(segue) Il piano regolatore della nuova economia italiana
(23 marzo 1936)
[Inizio scritto]

      Passiamo ora ai minerali metallici e altro. Abbiamo ferro sufficiente per il nostro fabbisogno di pace e di guerra. La vecchia Elba sembra inesauribile, il bacino di Cogne è valutato a molte decine di milioni di tonnellate di un minerale che, dopo quello svedese, è il più puro d'Europa: unico inconveniente, la quota di 2800 metri alla quale si trova: inconveniente dico, non impedimento. Altre miniere di ferro sono quelle riattivate della Nurra e di Valdarsa. Aggiungendo alle miniere di ferro le piriti, da questo lato possiamo stare tranquilli. Altri minerali che l'Italia possiede in grande quantità sono: la bauxite e leucite per l'alluminio, zinco, piombo, mercurio, zolfo, manganese. Stagno e nichelio esistono in Sardegna e in Piemonte. Non abbiamo rame in quantità degna di rilievo. Passando ad altre materie prime, non abbiamo sino ad oggi — ma avremo fra non molto — la cellulosa: non abbiamo gomma.
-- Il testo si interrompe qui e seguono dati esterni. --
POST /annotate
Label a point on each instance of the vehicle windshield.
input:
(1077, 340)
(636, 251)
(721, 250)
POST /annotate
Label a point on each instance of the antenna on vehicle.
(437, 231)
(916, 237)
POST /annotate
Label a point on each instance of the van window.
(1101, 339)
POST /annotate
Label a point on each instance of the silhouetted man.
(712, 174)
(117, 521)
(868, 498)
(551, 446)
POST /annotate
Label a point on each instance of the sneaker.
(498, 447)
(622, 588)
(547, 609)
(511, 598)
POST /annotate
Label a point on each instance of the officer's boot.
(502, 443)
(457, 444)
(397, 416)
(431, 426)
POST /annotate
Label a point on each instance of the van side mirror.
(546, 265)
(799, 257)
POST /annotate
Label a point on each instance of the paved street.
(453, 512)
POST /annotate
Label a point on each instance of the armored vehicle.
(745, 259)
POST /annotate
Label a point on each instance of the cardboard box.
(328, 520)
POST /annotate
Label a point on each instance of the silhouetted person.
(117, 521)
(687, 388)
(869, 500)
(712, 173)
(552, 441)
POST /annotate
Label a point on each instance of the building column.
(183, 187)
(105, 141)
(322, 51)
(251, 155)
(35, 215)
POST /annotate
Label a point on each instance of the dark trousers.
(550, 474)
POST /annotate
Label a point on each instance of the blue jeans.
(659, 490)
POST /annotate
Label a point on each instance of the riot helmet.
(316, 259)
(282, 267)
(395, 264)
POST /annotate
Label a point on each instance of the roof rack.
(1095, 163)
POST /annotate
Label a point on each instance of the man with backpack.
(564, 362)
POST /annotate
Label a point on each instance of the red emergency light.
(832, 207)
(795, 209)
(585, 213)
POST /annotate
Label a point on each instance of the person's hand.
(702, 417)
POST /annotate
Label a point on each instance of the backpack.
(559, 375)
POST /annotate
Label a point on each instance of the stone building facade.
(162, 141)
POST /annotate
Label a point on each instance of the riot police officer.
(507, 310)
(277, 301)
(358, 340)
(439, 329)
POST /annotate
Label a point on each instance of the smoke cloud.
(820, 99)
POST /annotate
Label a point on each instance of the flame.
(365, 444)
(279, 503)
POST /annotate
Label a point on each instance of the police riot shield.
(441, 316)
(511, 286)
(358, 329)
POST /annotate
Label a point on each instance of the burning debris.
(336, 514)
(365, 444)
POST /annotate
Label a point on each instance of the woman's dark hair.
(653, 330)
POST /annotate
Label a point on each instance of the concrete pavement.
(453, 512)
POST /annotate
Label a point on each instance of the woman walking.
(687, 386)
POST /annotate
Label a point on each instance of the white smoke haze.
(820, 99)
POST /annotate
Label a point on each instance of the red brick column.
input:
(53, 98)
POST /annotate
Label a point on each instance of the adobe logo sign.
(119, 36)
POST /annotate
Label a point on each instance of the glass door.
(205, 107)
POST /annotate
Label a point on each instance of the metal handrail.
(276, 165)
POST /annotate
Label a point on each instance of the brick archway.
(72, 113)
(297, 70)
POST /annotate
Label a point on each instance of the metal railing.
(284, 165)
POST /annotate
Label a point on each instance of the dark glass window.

      È nel 1936 che si riprenderà la cultura del cotone. Manchiamo di semi oleosi. Nell'attesa di lana sintetica prodotta su scala industriale, la lana naturale non copre il nostro consumo. La deficienza di talune materie prime tessili non è tuttavia preoccupante: è questo il campo dove la scienza, la tecnica e l'ingegno degli Italiani possono più largamente operare e stanno infatti operando. La ginestra, ad esempio, che cresce spontanea dovunque, era conosciuta da molti Italiani soltanto perché Leopardi vi dedicò una delle più patetiche poesie: oggi è una fibra tessile che può essere industrialmente sfruttata. I 44 milioni di Italiani avranno sempre indumenti necessari per coprirsi: la composizione di questi tessuti è — in questi tempi — una faccenda assolutamente trascurabile.
      La questione delle materie prime va dunque, una volta per tutte, posta non nei termini nei quali la poneva il liberalismo rinunciatario e rassegnato ad una eterna inferiorità dell'Italia, riassumentesi nella frase, ormai divenuta abusato luogo comune, che l'Italia è povera di materie prime. Deve dirsi invece: l'Italia non possiede talune materie prime, ed è questa una fondamentale ragione delle sue esigenze coloniali; l'Italia possiede in quantità sufficiente alcune materie prime; l'Italia è ricca di molte altre materie prime. Questa è l'esatta rappresentazione della realtà delle cose e questo spiega la nostra convinzione che l'Italia può e deve raggiungere il massimo livello utile di autonomia economica, per il tempo di pace e soprattutto per il tempo di guerra. Tutta l'economia italiana deve essere orientata verso questa suprema necessità: da essa dipende l'avvenire del Popolo Italiano.